Plea Bargains and Settlements
The vast majority of cases, both civil and criminal, never go to trial. I've heard statistics saying that fewer than 5% make it that far. Instead, the parties to the dispute arrive at an agreement beforehand.
In criminal trials, the agreement is called a plea bargain. In a plea bargain, the defendant pleads guilty to a lesser charge in return for a lower sentence. Some plea bargains occur because the defendant doesn't want to risk a guilty verdict on a more serious charge, while the prosecutor doesn't want to risk getting no conviction at all. Other plea bargains occur as compensation for testimony in another case. For instance, the prosecutor may be sure he can convict a defendant on drug dealing, but he might let the dealer plead down to mere drug possession if he testifies against a drug lord. Any plea bargain must be approved by a judge, and the judge can reject a plea bargain he disagrees with. But this rarely happens. In civil trials, the agreement is called a settlement. In a settlement, the defendant makes a payment to the plaintiff for dropping the case. A settlement usually occurs because the defendant doesn't want to risk a large judgment at trial, while the plaintiff doesn't want to risk getting nothing at all. Unlike in a plea bargain, the defendant does not admit to any wrongdoing.
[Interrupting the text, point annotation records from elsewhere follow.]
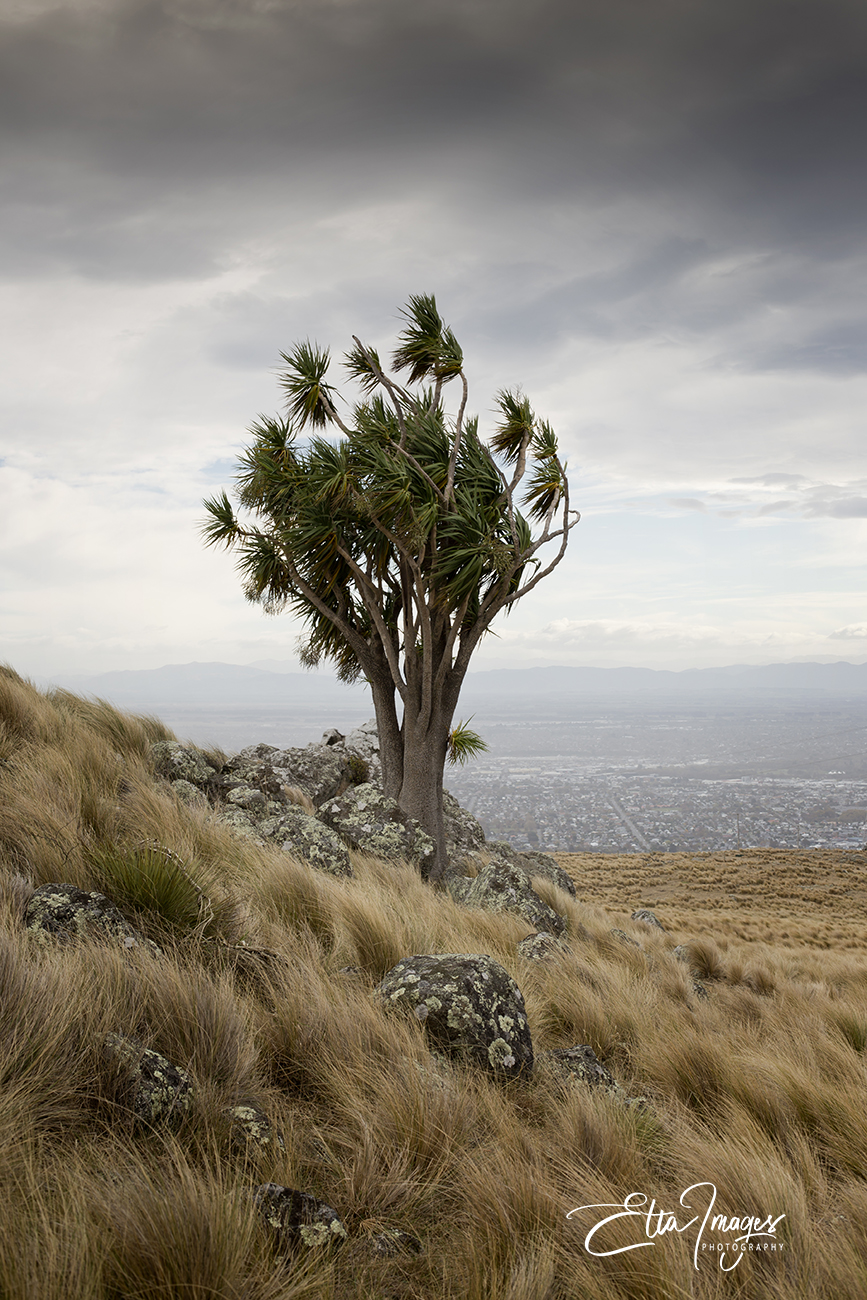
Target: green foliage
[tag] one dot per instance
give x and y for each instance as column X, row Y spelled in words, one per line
column 408, row 515
column 152, row 879
column 464, row 744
In both plea bargains and settlements, both parties to the agreement are trading uncertainty for certainty. Both parties realize that the trial could lead to a very good or a very bad outcome. Rather than risk getting the bad outcome, each party accepts an intermediate outcome instead. Naturally, a party who thinks the good outcome is more likely will demand more concessions in the plea bargain or settlement, while a party that thinks the bad outcome is more likely will be willing to concede more. Given most people's aversion to risk, it is not surprising that settlements and plea bargains happen as often as they do.